I am making my way from Santa Clara to back to Mojave this afternoon. It’s a trip that will take about five hours and cover roughly 300 miles, but the distance traveled cannot be measured solely in time and distance. Instead, it is a voyage between two very different cultures.
Silicon Valley is a green, leafy place with shiny office buildings where talented engineers sit in cubicles writing software that makes billions of dollars. That software has helped to make user-friendly computers ubiquitous and connected the world via the Internet.
Silicon Valley has long since transitioned from the days where engineers labored in garages to produce the first personal computers. Most of the hardware production has all be shipped away to be done by low-wage workers in distant locales.
Much is made of risk taking in Silicon Valley. Millions are risked every year on start-ups that promise to change the world. Most of those companies will fail, losing money for their backers. Others will succeed, becoming the next Facebook or Apple. The rest will end up someone in the vast gulf between obscene wealth and abject bankruptcy.
By contrast, the dusty desert town of Mojave is all about hardware, and the risk are not simply monetary. Talented engineers huddle in hangars — some new, others quite old — building some of the most advanced flying machines known to man. They use computers and software to design it, but the vehicles are flown the old fashioned way — by test pilots who, as Tom Wolfe put it, are able to hang it out over the edge and pull it back at the last possible moment.
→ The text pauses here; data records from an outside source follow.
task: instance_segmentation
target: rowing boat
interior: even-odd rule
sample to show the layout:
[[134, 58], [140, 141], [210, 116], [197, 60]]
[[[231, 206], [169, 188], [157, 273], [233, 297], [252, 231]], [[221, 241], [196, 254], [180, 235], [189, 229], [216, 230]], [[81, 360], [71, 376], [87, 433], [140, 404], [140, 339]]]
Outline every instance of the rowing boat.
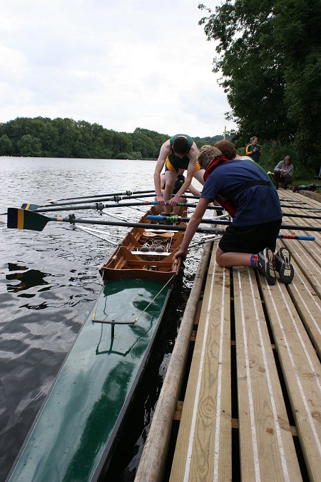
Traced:
[[106, 474], [180, 267], [173, 257], [183, 232], [156, 231], [146, 217], [156, 214], [153, 206], [140, 221], [151, 228], [134, 227], [101, 267], [94, 308], [8, 481], [87, 482]]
Wolfe was writing about an earlier generation of pilots who flew from the 1940’s to the 1960’s just down the road from Mojave at Edwards Air Force Base. Much has changed since then — better computing power, advanced flight simulation programs, exotic composites — yet much remains the same. Mojave remains focused — like Edwards and the Silicon Valley of old — on hardware. The space planes being developed there are descendents of the vehicles that earlier generation of pilots flew. The new vehicles have the DNA of the X-15, X-20 and M2-F3 baked into them.
Yet, the purpose is very different. The goal is not to simply to explore the outside of the flight envelope but develop a new commercial industry, one with the potential to produce billion-dollar industries and make access to space routine and affordable.The transition taking place in the desert could one day rival the successive revolutions in computing that have occurred in Silicon Valley.
It’s a fascinating thing to watch. And it makes the trip to the desert worth it.